We also see the tax bill encouraging technology companies to use longer performance periods. Most investors and proxy advisory firms like to see three-year terms for long-term incentive plans. However, innovation-based organizations often operate with limited vision into the future. They must deal with operating conditions that may only extend as far out as 18 months to two years. With the ability to exercise discretion, companies might feel more comfortable establishing three-year performance periods, which are preferred by most institutional investors and proxy advisory firms.
And if executive compensation practitioners and boards of directors needed another reason to rethink their performance metrics, they can find one in the proxy advisory firm landscape. Starting with the 2018 proxy season, Institutional Shareholder Services (ISS) began formally evaluating three-year performance on various financial metrics, in addition to relative TSR. These additional metrics include return on invested capital (ROIC), return on assets (ROA), return on equity (ROE), EBITDA growth and cash flow growth. This gives public companies a bit more freedom to adopt metrics in addition to TSR. By the same token, it could also mean that the additional metrics ISS is using to assess performance could be adopted on a widespread basis and box companies into these metrics.
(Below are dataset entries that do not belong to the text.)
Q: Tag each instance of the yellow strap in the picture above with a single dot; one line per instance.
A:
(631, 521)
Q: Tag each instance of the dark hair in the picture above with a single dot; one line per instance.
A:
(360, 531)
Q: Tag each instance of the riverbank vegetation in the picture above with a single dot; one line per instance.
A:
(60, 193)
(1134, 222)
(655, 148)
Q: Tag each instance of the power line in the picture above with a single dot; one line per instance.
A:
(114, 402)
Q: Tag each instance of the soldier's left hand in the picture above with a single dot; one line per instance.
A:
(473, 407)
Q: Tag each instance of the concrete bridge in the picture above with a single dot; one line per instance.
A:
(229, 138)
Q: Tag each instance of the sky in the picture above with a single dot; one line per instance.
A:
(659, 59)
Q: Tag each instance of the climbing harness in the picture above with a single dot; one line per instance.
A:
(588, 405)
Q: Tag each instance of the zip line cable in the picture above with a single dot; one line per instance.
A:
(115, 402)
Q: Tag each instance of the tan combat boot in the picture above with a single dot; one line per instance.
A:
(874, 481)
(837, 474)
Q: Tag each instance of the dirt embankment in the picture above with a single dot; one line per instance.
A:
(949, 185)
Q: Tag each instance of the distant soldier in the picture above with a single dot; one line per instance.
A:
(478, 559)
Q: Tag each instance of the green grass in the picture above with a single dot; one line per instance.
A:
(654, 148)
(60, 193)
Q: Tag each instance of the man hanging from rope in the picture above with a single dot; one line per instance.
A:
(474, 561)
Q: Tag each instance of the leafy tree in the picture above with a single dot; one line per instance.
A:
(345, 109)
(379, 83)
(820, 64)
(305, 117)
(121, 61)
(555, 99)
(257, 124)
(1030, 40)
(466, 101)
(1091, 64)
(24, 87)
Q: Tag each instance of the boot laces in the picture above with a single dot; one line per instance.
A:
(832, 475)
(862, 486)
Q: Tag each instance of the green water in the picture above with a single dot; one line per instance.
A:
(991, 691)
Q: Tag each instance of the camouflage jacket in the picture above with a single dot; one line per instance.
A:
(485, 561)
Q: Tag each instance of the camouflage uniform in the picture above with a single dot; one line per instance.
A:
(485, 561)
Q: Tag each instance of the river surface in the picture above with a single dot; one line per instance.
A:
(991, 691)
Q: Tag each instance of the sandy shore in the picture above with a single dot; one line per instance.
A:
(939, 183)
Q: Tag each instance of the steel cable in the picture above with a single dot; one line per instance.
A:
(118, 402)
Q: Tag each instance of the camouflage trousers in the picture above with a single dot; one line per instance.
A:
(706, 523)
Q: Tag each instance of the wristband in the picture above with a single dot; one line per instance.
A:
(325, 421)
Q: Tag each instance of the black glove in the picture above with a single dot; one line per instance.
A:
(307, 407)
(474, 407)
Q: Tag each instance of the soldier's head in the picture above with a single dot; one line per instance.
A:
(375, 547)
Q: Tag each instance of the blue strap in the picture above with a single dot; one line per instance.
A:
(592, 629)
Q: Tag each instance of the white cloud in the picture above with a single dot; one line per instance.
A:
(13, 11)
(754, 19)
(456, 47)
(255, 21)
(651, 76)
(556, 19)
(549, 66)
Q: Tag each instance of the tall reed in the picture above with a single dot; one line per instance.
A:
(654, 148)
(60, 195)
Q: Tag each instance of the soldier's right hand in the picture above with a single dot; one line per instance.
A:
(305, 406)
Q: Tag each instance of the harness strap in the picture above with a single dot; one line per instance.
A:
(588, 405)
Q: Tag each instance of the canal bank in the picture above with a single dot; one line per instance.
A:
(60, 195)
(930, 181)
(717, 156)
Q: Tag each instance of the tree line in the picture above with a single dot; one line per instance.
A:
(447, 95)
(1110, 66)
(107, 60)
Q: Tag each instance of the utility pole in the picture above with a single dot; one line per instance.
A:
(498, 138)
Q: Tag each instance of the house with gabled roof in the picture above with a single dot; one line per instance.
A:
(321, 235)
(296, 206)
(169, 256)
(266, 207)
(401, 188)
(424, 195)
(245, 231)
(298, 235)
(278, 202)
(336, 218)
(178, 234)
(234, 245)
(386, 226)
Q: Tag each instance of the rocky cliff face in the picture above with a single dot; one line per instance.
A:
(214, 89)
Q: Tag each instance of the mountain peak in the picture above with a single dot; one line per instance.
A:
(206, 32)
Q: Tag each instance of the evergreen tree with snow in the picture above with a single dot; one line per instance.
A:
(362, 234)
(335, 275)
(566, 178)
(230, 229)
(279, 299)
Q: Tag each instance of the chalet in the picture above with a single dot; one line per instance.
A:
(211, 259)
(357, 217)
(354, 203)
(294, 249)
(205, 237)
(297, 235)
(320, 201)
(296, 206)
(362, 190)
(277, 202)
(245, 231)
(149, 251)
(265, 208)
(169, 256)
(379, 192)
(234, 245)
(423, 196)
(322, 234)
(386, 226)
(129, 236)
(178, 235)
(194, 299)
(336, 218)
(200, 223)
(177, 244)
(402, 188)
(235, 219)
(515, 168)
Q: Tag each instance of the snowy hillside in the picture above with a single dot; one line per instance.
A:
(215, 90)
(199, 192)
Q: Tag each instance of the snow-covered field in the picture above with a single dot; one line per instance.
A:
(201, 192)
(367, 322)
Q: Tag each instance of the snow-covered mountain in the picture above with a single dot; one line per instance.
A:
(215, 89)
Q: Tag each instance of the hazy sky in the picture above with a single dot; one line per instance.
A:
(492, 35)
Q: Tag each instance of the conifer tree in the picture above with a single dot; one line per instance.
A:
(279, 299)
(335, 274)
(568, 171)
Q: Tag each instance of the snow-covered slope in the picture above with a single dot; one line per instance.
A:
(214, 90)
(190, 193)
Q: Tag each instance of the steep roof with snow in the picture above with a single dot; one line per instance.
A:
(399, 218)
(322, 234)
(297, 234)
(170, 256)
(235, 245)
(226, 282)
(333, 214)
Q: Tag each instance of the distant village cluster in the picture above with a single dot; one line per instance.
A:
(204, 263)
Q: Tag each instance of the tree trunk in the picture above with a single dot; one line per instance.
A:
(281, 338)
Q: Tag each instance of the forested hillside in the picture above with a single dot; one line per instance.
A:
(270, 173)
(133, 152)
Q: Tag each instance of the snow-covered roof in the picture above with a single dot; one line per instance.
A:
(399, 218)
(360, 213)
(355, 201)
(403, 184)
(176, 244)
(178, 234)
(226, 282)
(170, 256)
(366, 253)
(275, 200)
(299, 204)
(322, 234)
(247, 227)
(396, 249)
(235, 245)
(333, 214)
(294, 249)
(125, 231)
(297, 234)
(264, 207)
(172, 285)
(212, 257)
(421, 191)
Within the technology sector, there are certain market dynamics unique to each industry. It’s important for professionals involved in the design of long-term incentives to keep these nuances in mind as they think about designing plans that reflect the characteristics of their business and broader industries.
The following examples highlight the unique characteristics of certain technology industries that companies within these industries could incorporate more in their future incentive plan metrics:
- E-Commerce Companies: Internet-related businesses have historically focused on top-line growth as the primary measure of success, but since growth can be rapid and unpredictable, we recommend e-commerce firms consider using measures like revenue, operating income and EBITDA. This focuses executives’ attention on key goals and reduces the importance of precise goal-setting that is typically required for bottom line or return metrics. Smaller e-commerce companies might want to focus on volume-based metrics (e.g., number of customers or transactions), revenue growth and market share as these will be key measures of success for firms not yet reporting a profit.
- Software companies: This high-growth, high-profit industry should focus on metrics that are balanced across various operating and financial measurements. Indeed, our research finds software companies are moving toward a combination of market and operating metrics— from 28% that reported using both in 2015 to 33% in 2016 (based on 2016 and 2017 proxy statements). The most common operating metrics include revenue growth followed by operating income and earnings per share, according to the 2017 Radford Performance-Based Equity Report for Software Companies.
- Semiconductor companies: The semiconductor industry is unique in that it is inherently more cyclical because the business is more directly related to consumer spending. As such, we find there are two common approaches companies take to designing incentive plans. The first is designing performance plans with aggressive metrics that pay out big when business is booming, while the alternative approach is more conservative, developing consistent payouts at, or slightly below, target most years. When deciding which approach is best for your organization, we recommend semiconductor companies think about what approach aligns best with their compensation philosophy, culture and what their employees value.
We encourage companies to be thoughtful in choosing the metrics that make the most sense for their organization and industry. The elimination of 162(m) should make organizations feel less restricted to using metrics that conform to the standards set by proxy advisory firms. However, it’s important to keep in mind that if you decide to make changes to the design of your performance-based equity, you need to clearly and persuasively communicate the intent behind those changes in the proxy statement as well as consider additional shareholder outreach ahead of the proxy season.